いもちの素性を知る

第5章 病原菌のレース

5.レースの起源

新しい病原性をもつレースの出現はどのようにして起こるのかについては、これまでにいくつかの仮説が出されているが、最近になって山形大学農学部、生井恒雄氏の研究結果が注目されている。それらを中心に紹介する9)

1)新レース発生のメカニズム

(1)レース間の交雑(有性的交雑)

いもち病菌は培地上で有性世代が知られているが、野外のイネ体上では完全世代が発見されていない。したがって有性的交雑によって新しいレースが野外交雑で発生する可能性は極めて低いと考えられている。

(2)突然変異

病原性に関する遺伝子の突然変異によるレース生成の可能性は高いと今日では一般的にみられている。生井氏は山形県で「はえぬき」「どまんなか」に非親和性のレース003、103を「はえぬき」水田周辺の「ササニシキ」の自然発病穂から採集し、この2品種の穂に接種して、多くの分生胞子を形成させた。このように「はえぬき」非親和性レースが「はえぬき」の穂を通過することにより、「はえぬき」葉に病原性を示す新レースの生成現象は、突然変異による可能性が高いと考察している。

(3)菌糸融合に続く無性的交雑

内藤氏らは菌糸融合が高い頻度で生ずるレースとして303、033、077をあげ、これらを用いてコシヒカリ幼苗葉に2菌株を対じ接種(レース033×033、303×077)、または各レース単独接種苗をコシヒカリ栽植田内に各レース接種苗を互いに隣接させて混植した。

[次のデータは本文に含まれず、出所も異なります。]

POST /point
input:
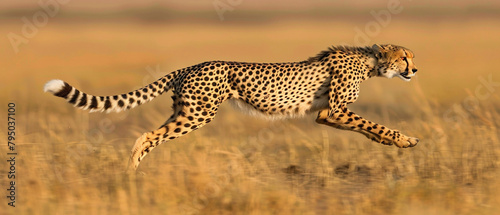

その結果303と033菌株の対じ接種と混植区ともに、両接種菌株の病原性を合わせもった新レース333および133菌株が高い頻度で分離することが出来た。この新レース333、133の誕生は、試験用のイネ体上において、両菌の菌糸融合によって無性的交雑の結果生じた可能性が高いと結論している8)

セロファン膜上でいもち菌を培養して、菌糸融合から核融合に至る過程は顕微鏡で詳細に観察されており、同一レース、異なるレース同士の栄養菌糸が融合することと、その後無性的交雑の過程も明らかになっている12)

2)新レース生成が考えられるイネ体の部位

生井氏(1995)はこれまでの経験から、抵抗性品種の崩壊までにはある程度の時間が必要で(平均2.8年で外国稲由来の抵抗性品種が罹病化する・・・渡辺1980)、その理由は新レースの発生には非親和性レースが抵抗性遺伝子と遭遇し、しかも次世代が形成される(この場合は分生胞子のこと・・・注;筆者)場所が必要であると述べた。そして非親和性レースが感染できるイネの部位を次のようにあげている。

(1)葉身

葉身では一般に非親和性レースを接種すると大部分は褐色の小病斑を形成するか無病斑となり、そこには分生胞子は形成されない。しかし、ごく例外的な品種によって葉緑部や中肋などに崩壊部を持つ細長い病斑が形成される場合があり、ここでは胞子が形成される。

内藤氏7)はササニシキに病原性をもち、ふ系69、タチホナミに病原性をもたないN-1と、ふ系69、タチホナミに病原性をもち、ササニシキに病原性をもたないC-3を用いて試験した。まずレースN-1をササニシキに接種し、発病したときその病斑部にレースC-3を接種した。その6-13日後にこの病斑上の胞子をふ系69、タチホナミ幼苗に接種して病斑を形成させることができた。このことから親和性レースにより形成された病斑上で非親和性レースが増殖でき、胞子も形成されるとしている。したがって、葉身も場合によっては新レース生成の場となる可能性があるとみられる。

(2)葉舌・葉耳組織

この器官は本来感受性が高くて、野外では目立たないがよく観察すると早期に萎ちょうしているのがみられる。両組織には非親和性レースも侵入、増殖して分生胞子も形成するといわれている。

(3)穂

非親和性レースも穂に接種すると発病することはよく知られているところである。葉身接種法によって検定しているいもち病菌レース判定法は、穂では異なる場面を提供しているわけで、穂を別にして考えてみる必要がある。新レース生成の場としては当然ながら有力な部位であることにかわりない。

3)非親和性レースの通過で得られた変異菌

このことに関して生井氏は、穂を用いて検討しているが次のように述べている。

山形県庄内地方は古くから平坦地ではササニシキ(Pi-a)がほぼ単作的に栽培され、他品種の作付はみられていない。ところが、1992年から平坦部に「はえぬき」中山間地に「どまんなか」(ともにPi-a、Pi-i)が栽培され、品種交替がはじまった。したがってレース面からみれば003(Pi-a=ササニシキ)優占地域にPi-iを持つはえぬきの栽培は、真性抵抗性品種の導入とみなし、その罹病化の過程に注目した。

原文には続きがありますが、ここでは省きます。